Eurasia Foundation

From Wikipedia, the free encyclopedia

Eurasia Foundation is a publicly funded, privately managed grantmaker and program implementer working to strengthen civil society, advance private enterprise and promote public policy and administration in the successor states of the former Soviet Union--Armenia, Azerbaijan, Belarus, Georgia, Kazakhstan, the Kyrgyz Republic, Moldova, Russia, Tajikistan, Turkmenistan, Ukraine and Uzbekistan.

A public-private partnership, EF is managed by a board of trustees of private citizens and is supported by the U.S. Agency for International Development (USAID) as well as other governments, private foundations, corporations and individuals.

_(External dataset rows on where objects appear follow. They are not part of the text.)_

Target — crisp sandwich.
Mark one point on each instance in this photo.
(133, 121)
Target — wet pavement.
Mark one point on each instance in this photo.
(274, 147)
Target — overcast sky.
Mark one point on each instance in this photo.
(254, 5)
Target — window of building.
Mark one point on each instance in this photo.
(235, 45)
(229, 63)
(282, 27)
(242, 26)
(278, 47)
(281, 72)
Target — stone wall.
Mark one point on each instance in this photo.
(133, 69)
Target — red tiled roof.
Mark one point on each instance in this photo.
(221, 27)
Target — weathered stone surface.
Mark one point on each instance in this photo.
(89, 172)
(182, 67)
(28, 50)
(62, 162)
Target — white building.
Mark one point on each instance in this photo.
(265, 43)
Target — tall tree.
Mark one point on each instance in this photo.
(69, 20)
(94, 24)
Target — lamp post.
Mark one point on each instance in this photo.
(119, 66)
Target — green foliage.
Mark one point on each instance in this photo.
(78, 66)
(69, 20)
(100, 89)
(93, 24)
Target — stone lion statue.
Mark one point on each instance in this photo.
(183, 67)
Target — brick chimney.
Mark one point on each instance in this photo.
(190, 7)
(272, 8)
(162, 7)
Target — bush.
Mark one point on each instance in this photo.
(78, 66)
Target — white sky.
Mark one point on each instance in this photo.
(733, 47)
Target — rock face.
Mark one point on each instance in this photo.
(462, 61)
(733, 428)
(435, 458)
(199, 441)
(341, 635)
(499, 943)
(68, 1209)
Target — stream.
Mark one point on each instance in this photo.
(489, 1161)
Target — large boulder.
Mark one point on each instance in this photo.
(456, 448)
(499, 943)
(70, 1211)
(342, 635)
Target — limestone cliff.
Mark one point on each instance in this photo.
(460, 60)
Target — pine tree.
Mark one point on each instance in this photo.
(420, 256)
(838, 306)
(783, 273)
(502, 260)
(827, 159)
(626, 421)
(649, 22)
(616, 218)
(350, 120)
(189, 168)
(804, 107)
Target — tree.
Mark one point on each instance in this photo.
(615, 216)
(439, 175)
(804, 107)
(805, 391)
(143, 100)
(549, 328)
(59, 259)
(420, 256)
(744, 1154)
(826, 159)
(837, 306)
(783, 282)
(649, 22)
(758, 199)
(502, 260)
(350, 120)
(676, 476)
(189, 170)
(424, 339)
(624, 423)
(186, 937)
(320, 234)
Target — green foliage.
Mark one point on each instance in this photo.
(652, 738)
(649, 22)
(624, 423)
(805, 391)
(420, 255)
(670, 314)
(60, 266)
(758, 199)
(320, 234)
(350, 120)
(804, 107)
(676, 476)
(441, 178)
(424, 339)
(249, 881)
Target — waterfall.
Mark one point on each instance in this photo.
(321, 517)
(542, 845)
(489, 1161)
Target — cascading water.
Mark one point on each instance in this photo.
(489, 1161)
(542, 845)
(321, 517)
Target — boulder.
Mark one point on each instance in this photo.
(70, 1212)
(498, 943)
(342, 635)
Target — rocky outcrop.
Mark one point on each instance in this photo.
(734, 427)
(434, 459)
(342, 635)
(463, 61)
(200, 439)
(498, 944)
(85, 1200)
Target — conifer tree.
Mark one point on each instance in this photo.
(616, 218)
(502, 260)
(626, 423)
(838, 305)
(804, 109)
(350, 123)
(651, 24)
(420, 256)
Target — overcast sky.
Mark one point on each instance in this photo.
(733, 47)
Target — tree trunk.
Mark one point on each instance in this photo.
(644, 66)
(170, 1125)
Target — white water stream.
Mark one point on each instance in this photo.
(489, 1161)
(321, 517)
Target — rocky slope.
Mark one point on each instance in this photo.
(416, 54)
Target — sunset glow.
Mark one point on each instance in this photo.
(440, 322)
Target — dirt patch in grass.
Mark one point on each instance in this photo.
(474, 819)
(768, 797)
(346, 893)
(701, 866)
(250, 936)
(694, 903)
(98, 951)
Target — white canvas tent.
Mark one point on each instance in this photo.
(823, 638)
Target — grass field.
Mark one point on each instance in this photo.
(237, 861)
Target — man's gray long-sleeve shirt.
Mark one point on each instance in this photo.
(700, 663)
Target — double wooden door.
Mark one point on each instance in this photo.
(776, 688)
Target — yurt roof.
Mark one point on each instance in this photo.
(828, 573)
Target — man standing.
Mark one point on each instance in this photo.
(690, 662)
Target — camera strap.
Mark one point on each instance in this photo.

Eurasia Foundation espouses a goal of building organizational sustainability by strengthening the infrastructure of grass-roots organizations and facilitating the development of internal processes and procedures. Eurasia is also launching local institutions built on its organizational model.

Examples of local institutions the Eurasia Foundation has helped to create include: a self-sustaining small and medium business loan fund in Armenia, the only Western-style school of economics in Ukraine, the New Eurasia Foundation in Russia, and the Eurasia Foundation of Central Asia based in Bishkek, Kyrgyzstan. The Eurasia Foundation has managed to attract millions of dollars of local or international support for all of these initiatives.

EF is expanding this growing network of affiliates by establishing similar institutions in the Caucasus and Ukraine, Belarus and Moldova to bring greater geographic reach, financial investment and social entrepreneurship to the Eurasia region.